OdpowiedzUsuńOstatnio też odkrywam działanie maseczek Bani Agafii :D
OdpowiedzUsuńMój blog
ŁAdne pazurki :)
OdpowiedzUsuńBardzo fajne nowości. Maski Bielendy bardzo lubię i często po nie sięgam. Saszetki od Bania Agafii od dawna mnie ciekawią, ale cały czas nie mogę się zabrać za zamówienie ich :)
OdpowiedzUsuńPiękny kolor lakiery! Idealny na co dzień. Maseczkę z Bielendy używałam może raz i stwierdziłam, że już do niej nie wrócę, bo strasznie ją się zmywało.

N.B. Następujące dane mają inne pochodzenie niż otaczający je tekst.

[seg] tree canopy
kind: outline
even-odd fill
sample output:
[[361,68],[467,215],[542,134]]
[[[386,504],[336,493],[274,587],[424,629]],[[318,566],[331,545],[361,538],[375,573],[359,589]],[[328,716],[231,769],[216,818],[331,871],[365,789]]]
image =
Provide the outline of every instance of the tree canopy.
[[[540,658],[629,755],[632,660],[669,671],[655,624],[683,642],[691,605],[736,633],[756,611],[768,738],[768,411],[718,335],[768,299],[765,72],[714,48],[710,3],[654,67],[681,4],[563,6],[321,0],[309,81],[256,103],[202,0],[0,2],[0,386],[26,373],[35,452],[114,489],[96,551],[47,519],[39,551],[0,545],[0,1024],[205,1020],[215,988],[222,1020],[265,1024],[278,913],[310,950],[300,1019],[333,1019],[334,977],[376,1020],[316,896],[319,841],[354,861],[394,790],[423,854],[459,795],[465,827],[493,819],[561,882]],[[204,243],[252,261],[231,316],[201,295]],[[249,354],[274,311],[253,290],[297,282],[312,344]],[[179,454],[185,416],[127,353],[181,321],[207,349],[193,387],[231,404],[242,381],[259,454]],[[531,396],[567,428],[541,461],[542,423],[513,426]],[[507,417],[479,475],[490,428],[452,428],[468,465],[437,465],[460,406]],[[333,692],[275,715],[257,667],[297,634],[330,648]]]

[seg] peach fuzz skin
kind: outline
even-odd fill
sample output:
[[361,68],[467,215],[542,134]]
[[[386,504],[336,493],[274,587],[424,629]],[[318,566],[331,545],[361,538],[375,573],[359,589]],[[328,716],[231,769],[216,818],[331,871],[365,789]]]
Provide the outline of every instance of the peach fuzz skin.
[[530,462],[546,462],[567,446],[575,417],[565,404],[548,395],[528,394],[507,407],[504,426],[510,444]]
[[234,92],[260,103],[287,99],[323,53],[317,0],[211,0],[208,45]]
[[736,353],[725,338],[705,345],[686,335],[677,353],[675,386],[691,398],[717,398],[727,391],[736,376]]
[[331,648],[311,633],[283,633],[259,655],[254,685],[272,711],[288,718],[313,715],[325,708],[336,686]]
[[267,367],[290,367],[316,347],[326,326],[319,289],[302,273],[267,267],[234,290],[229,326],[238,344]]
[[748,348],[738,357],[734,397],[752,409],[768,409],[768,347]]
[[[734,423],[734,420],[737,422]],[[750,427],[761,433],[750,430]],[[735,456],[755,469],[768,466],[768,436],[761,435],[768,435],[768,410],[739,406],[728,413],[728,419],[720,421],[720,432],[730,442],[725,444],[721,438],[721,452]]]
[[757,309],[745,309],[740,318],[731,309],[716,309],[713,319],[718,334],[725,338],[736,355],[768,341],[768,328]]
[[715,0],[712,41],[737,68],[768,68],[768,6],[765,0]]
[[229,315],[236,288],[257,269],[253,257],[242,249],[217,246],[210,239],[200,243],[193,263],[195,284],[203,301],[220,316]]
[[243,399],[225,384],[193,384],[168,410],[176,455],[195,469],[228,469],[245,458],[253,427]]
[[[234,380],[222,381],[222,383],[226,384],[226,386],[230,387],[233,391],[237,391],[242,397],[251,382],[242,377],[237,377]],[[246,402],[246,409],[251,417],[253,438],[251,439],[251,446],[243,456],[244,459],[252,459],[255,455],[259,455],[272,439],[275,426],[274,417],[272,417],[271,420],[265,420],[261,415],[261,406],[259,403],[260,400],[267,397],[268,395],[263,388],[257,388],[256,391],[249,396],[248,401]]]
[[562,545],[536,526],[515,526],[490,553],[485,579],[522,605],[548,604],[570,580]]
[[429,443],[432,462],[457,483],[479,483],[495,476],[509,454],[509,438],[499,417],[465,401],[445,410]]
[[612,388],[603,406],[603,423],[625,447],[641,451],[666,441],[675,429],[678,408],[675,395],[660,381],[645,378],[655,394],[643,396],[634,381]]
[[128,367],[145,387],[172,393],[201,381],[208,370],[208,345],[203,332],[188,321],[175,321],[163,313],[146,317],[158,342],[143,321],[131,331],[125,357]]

A na ten peeling enzymatyczny patrzałam ostatnio w aptece, więc dobrze byłoby wiedzieć jak Ci się sprawdzi :) Pozdrawiam! :*
OdpowiedzUsuńmaseczki z Bani Agafii są w mojej kosmetyczne i będą ;) ta odświeżająca super ma konsystencję która odświeża jak i łagodzi naszą twarz ;)
OdpowiedzUsuńDziegciowej maseczki nie miałam, za to odmładzającą jest bardzo fajna :) kolorek na paznokciach wygląda prześlicznie ;)
OdpowiedzUsuńUwielbiam Bania Agafi, mam dziegciową maseczkę i jest świetna
OdpowiedzUsuńUwielbiam te maseczki Bielendy, są rewelacyjne jeśli chodzi o oczyszczanie :D
OdpowiedzUsuńLubie produkty od Agafii :)
OdpowiedzUsuńMaseczki z Bielendy są ekstra ;)
OdpowiedzUsuńhttp://sk-artist.blogspot.com/
Maseczki z Bielendy są genialne ♥
OdpowiedzUsuńMaseczki z Bielendy, jak i z Bania Agafii miałam i kocham je <3 odświeżająca była idealna na lato :)
OdpowiedzUsuńfajne nowości, chyba najbardziej ciekawią mnie te maseczki Bielendy :)
OdpowiedzUsuńIle dobroci! :)
OdpowiedzUsuńPiękny odcień lakieru. Takie r9zbielone róże uwielbiam najbardziej ☺
OdpowiedzUsuńPrześliczny kolor lakieru.